I don’t expect any of this to happen; but if such an early vote is called, here’s my prediction: despite a recent YouGov poll for the Fabian Society showing clear support for a proportional voting system, it will be lost. And here’s why: a pre-election referendum would turn quickly into a pro- or anti- Labour referendum. Bluntly, Gordon Brown doesn’t stand a chance of winning a referendum this autumn on any subject on which he is on the opposite side to David Cameron.

The Brown problem would be reduced were a referendum held simultaneously with a general election, as the Observer suggested might be being planned.

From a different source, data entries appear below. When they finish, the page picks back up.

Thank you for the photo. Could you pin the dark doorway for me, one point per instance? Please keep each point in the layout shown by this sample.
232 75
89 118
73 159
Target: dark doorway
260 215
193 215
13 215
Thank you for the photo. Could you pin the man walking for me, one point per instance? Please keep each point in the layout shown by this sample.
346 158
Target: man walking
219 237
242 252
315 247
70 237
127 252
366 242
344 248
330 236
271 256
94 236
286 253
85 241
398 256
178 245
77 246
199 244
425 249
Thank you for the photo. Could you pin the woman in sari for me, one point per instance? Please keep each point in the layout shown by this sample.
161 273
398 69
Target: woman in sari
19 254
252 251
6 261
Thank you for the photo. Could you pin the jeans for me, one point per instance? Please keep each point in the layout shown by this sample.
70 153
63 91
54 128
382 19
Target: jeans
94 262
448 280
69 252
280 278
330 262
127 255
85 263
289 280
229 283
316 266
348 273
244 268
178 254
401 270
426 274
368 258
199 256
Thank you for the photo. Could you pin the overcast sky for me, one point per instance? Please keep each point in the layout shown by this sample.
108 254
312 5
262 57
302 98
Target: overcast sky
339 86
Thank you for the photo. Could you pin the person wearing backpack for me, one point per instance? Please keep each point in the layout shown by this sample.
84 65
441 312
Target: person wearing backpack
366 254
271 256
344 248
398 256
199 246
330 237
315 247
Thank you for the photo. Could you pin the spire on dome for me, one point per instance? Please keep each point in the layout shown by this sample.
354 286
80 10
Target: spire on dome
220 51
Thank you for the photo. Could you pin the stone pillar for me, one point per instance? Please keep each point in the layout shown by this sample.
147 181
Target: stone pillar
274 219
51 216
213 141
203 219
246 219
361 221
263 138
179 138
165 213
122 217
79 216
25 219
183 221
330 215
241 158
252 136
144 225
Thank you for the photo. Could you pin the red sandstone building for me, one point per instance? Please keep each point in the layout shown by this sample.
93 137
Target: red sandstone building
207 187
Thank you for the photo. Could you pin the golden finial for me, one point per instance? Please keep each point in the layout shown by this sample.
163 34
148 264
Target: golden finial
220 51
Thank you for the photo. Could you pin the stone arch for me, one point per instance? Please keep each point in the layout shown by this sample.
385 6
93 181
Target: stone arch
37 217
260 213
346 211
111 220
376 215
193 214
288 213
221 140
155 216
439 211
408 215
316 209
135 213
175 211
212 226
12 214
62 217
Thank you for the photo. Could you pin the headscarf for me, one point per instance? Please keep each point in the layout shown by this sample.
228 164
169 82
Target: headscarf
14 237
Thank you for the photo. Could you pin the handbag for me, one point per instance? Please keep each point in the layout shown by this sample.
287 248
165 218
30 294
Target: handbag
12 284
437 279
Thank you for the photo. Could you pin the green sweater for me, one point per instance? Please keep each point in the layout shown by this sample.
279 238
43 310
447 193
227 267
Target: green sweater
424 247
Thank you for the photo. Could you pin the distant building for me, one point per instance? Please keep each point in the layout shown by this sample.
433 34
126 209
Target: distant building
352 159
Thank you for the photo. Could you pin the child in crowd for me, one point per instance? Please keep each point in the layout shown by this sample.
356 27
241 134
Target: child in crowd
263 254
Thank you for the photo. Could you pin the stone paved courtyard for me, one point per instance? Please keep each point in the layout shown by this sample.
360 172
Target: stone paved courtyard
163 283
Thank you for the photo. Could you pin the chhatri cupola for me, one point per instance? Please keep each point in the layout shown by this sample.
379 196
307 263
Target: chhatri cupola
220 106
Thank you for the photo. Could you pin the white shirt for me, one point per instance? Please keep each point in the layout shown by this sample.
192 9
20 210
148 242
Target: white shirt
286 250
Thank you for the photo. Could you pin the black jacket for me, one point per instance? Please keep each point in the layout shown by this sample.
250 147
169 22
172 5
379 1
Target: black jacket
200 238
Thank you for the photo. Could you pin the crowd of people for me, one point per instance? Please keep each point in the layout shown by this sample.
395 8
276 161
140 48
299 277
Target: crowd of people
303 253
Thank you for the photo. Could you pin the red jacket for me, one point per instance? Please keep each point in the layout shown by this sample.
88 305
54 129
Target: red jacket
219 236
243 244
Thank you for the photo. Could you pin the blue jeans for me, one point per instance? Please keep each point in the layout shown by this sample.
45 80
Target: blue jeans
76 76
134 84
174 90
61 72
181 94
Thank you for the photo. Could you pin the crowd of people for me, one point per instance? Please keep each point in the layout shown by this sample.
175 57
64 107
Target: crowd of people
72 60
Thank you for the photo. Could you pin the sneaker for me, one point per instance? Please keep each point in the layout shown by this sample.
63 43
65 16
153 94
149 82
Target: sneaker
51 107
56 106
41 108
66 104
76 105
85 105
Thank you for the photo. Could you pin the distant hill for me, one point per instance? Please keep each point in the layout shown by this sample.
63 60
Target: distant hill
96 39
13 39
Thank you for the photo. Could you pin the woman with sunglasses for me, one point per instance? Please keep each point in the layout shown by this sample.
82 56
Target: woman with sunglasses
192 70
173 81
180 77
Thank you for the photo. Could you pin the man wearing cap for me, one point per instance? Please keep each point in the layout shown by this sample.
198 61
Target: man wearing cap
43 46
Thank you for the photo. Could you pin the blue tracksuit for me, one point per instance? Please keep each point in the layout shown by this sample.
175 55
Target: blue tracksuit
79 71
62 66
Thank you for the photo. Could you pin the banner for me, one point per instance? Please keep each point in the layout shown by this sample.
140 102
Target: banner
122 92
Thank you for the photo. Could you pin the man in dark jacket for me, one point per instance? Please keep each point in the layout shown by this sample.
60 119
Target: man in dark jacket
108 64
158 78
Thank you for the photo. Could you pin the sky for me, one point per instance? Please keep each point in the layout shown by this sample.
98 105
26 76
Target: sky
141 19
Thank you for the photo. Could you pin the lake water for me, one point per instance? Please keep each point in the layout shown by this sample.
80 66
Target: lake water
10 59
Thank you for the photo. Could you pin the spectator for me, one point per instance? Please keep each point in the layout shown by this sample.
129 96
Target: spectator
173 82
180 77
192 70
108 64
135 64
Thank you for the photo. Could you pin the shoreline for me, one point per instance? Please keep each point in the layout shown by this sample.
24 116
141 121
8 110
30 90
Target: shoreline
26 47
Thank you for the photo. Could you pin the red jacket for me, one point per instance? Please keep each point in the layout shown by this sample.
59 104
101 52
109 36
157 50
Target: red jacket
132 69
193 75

But then other forces would come into play. A referendum would be asking people whether to keep or ditch the voting system they had just used to pick their MP. I believe that most people would not vote to weaken the legitimacy of the election vote they had just cast. What little evidence we have suggests that – as with referendums generally – the status quo would end up asserting itself. This is just another example of the much broader theme i outlined in my recent essay "Down with People Power" in Prospect.

In the late Eighties and early Nineties, surveys consistently found majorities favouring proportional representation (PR) over first-past-the-post (FPTP). But when the standard PR-versus-FPTP question was put to voters in the BBC exit poll on election day in 1992, the latter triumphed. OK, that was 17 years ago and much has changed, but I would be willing to wager that a referendum on election day 2010 to introduce PR, or even the AV, would fail. Any takers?